1: The Bombardier Beetle. When threatened, this

amazing insect produces an explosive mixture

of hydrogen peroxide and hydroquinones, which

mix with peroxidases in a reaction chamber.

The boiling-hot, high-pressure result vents

through a special duct in the beetle's body.

The problem is that expecting a theological text

to answer scientific questions is no smarter than

expecting a scientist to offer theological insights

(which is not to say that a scientist is incapable

of such insights, only that it can't be expected

from the job description). This rule extends across

all walks of life, and we never question it. No

one goes to a lawyer for advice about dental hygiene,

or a plumber to resolve a computer problem. Why

then do we single out scientists to prove that God

didn't create the world, and theologians to explain

the Bible in evolutionary terms?

Douglas Adams - who owed his own conversion to

"radical atheism" from Christianity to

an experience listening to a street preacher and

Richard Dawkins' book The Selfish Gene - made some

incisive points. It occurred to him that the rigorous

standards of logic and proof employed in scientific

matters simply don't seem to be applied when it

comes to religion. In answer to the argument by

design - that the earth (and universe) fit us so

well that they must have been designed with us in

mind - he gives the example of a puddle, which wakes

up one morning and thinks to itself that the hole

it lives in fits it so staggeringly well that it

must have been made especially.

He makes a good point. We humans are easily tempted

into parading evidence that supports our beliefs

or preconceptions, while giving less weight to evidence

that refutes them. Selectively ranking the importance

of data in this way is something statisticians call

the Confirmation Bias. In the case of the creation

debate, it seems that evidence for or against creation

and evolution is being used to support an existing

outlook, rather than building one from scratch.
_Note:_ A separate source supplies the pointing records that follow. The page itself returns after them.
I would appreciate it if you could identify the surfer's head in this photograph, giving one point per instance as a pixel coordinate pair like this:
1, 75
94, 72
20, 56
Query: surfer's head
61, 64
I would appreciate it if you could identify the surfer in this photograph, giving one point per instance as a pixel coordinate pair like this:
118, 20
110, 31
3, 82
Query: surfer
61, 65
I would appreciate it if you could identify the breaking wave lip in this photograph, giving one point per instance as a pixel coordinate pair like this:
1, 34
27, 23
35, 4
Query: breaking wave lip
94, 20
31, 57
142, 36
An often-touted, and misrepresented, example from

biology is that of the Bombardier Beetle. When attacked

or threatened, this amazing insect produces an explosive

mixture of hydrogen peroxide and hydroquinones,

which mix with catalases and peroxidases in a reaction

chamber. The boiling-hot, high-pressure result of

this mixing pot vents through a special duct in

the beetle's body and (hopefully) scares the predator

away. Creationists have often used an argument of

"irreducible complexity" to contend that

such a creature could never have evolved in stages.
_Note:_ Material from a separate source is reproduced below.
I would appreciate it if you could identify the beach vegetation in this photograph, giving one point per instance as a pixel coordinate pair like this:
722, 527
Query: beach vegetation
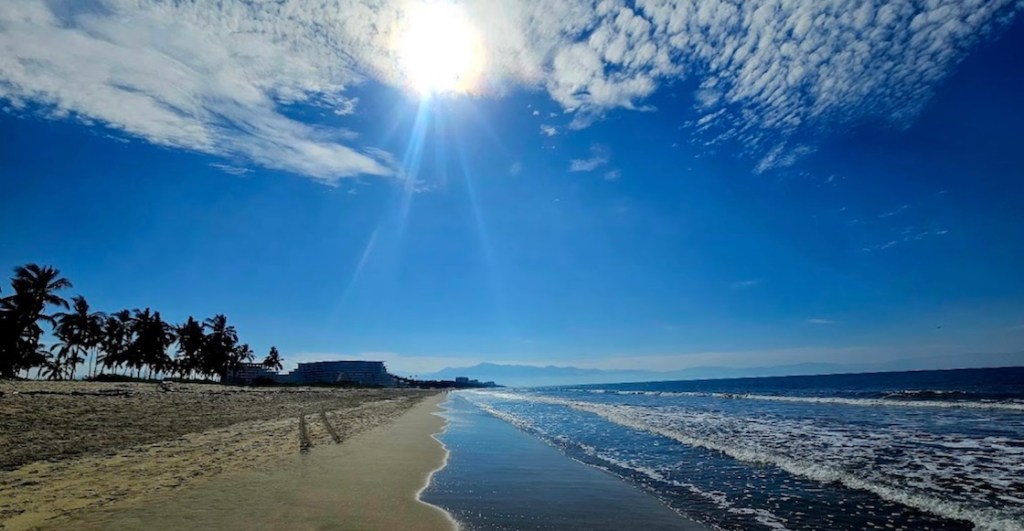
123, 345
If any one step had failed to work properly, then

the overall system would cease to function. How

many of these insects would have met an untimely

end before the current, successful version came

about?

Dawkins and others counter the "irreducible

complexity" argument for the Bombardier Beetle

with a viable model of microevolution. However,

the realm of science has produced its own intriguing

suggestions for creationism. Professor Martin Rees's

book 'Just Six Numbers' describes how life and the

universe can only exist if six fundamental physical

constants have the correct values (article

on 'Just Six Numbers' by Martin Westwell). The

chances of all six being spot on are so small that

someone must have been around at the beginning of

time to fix them, right? On these terms, however,

Creation vs. Evolution can (and has) been debated

until the cows come home. The fallacy arises because

we look to religion for scientific truths, which

works little better than asking, say, Steven Pinker

to take a carol service. They speak different languages.

This is doubtless the kind of answer that hard-line

fundamentalists on either side of the debate will

regard as ridiculously illogical and liberal. "If

the text says man was made out of mud," they

say, "then that's what it means, right or wrong."
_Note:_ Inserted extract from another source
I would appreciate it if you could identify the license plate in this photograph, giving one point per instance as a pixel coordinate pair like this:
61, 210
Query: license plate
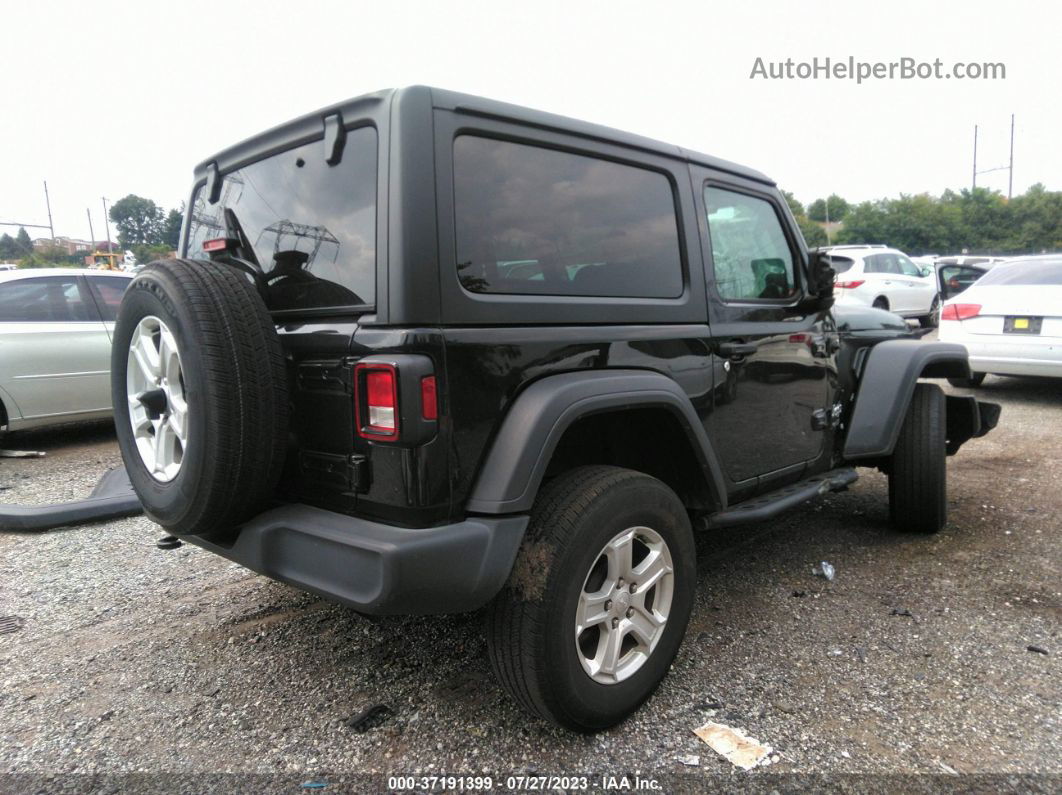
1018, 325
The crux of the matter is that Science deals with

the Created. Theology deals with the Creator. Perhaps

they speak about the same thing, but they do so

from very different points of view. If science sticks

to answering the "how" and theology to

the "who and why", then maybe the brawl

about The Beginning will hear the final bell.

 

- April 2006

About the Author

Guy Brandon completed a PhD in Theology at Cambridge University in 2004 and is now involved in counselling and writing.